### Introduction
This notebook focuses on preparing the CIFAR-10 dataset for training a Convolutional Neural Network (CNN). The preprocessing steps include normalization, dataset splitting into training, validation, and test sets, and data augmentation to improve model generalization. The processed data is then saved for efficient reuse during training.

### Importing Libraries

In [1]:
import numpy as np
import os
from tensorflow.keras.datasets import cifar10
from sklearn.model_selection import train_test_split
from tensorflow.keras.preprocessing.image import ImageDataGenerator
from tensorflow.keras.utils import to_categorical

### Loading the CIFAR-10 Dataset

In [2]:
(X_train, y_train), (X_test, y_test) = cifar10.load_data()

print("Training set shape:", X_train.shape, y_train.shape)
print("Test set shape:", X_test.shape, y_test.shape)


Training set shape: (50000, 32, 32, 3) (50000, 1)
Test set shape: (10000, 32, 32, 3) (10000, 1)


### Normalizing the Pixel Values
Converts pixel values from [0, 255] to [0, 1] for better neural network performance.


In [3]:
X_train = X_train.astype('float32') / 255.0
X_test = X_test.astype('float32') / 255.0

### Spliting Data into Training and Validation Sets
Split the dataset into:
 - 66,6% train set
 - 16,6% validation set
 - 16,6% test set

In [4]:
X_train, X_val, y_train, y_val = train_test_split(X_train, y_train, test_size=0.2, random_state=42)

print("Training data shape:", X_train.shape, y_train.shape)
print("Validation data shape:", X_val.shape, y_val.shape)
print("Testing data shape:", X_test.shape, y_test.shape)

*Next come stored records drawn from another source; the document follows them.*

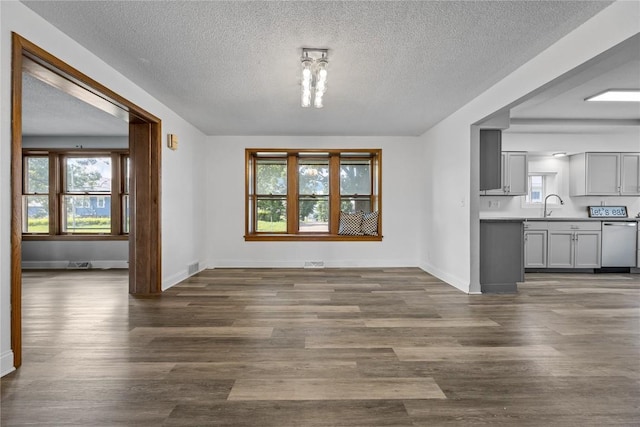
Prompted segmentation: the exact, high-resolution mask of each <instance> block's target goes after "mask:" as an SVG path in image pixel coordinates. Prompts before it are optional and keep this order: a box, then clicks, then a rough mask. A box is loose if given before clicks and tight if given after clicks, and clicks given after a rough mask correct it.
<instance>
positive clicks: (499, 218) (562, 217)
mask: <svg viewBox="0 0 640 427" xmlns="http://www.w3.org/2000/svg"><path fill="white" fill-rule="evenodd" d="M480 221H492V222H499V221H504V222H511V221H522V222H532V221H554V222H557V221H565V222H575V221H607V222H610V221H635V222H640V218H588V217H587V218H585V217H579V218H578V217H571V218H569V217H561V216H556V217H553V216H550V217H547V218H542V217H535V218H525V217H504V218H500V217H490V218H480Z"/></svg>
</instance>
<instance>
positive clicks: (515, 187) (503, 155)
mask: <svg viewBox="0 0 640 427" xmlns="http://www.w3.org/2000/svg"><path fill="white" fill-rule="evenodd" d="M527 163H528V162H527V152H526V151H503V152H502V166H501V170H502V173H501V183H502V185H501V188H498V189H495V190H486V191H484V192H482V195H486V196H524V195H526V194H527V190H528V189H527V184H528V173H527V167H528V166H527Z"/></svg>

Training data shape: (40000, 32, 32, 3) (40000, 1)
Validation data shape: (10000, 32, 32, 3) (10000, 1)
Testing data shape: (10000, 32, 32, 3) (10000, 1)


### Data Augmentation for Training Set
Data augmentation helps increase dataset diversity and reduces overfitting

In [5]:
train_datagen = ImageDataGenerator(
    rotation_range=15,
    width_shift_range=0.1,
    height_shift_range=0.1,
    horizontal_flip=True,
    fill_mode='nearest'
)

### One-Hot Encode the Labels

In [6]:
num_classes = 10

y_train = to_categorical(y_train, num_classes)
y_val = to_categorical(y_val, num_classes)
y_test = to_categorical(y_test, num_classes)

print("Labels converted to One-Hot Encoding")


Labels converted to One-Hot Encoding


### Saving Preprocessed Data

In [7]:
project_root = os.path.abspath(os.path.join(os.getcwd(), ".."))
processed_data_dir = os.path.join(project_root, "data", "processed")
train_dir = os.path.join(processed_data_dir, "train/")
val_dir = os.path.join(processed_data_dir, "val/")
test_dir = os.path.join(processed_data_dir, "test/")

os.makedirs(train_dir, exist_ok=True)
os.makedirs(val_dir, exist_ok=True)
os.makedirs(test_dir, exist_ok=True)


np.save(os.path.join(train_dir, 'x_train.npy'), X_train)
np.save(os.path.join(train_dir, 'y_train.npy'), y_train)

np.save(os.path.join(val_dir, 'x_val.npy'), X_val)
np.save(os.path.join(val_dir, 'y_val.npy'), y_val)

np.save(os.path.join(test_dir, 'x_test.npy'), X_test)
np.save(os.path.join(test_dir, 'y_test.npy'), y_test)

print("Data preprocessing complete. Preprocessed files saved in 'data/processed/'.")


Data preprocessing complete. Preprocessed files saved in 'data/processed/'.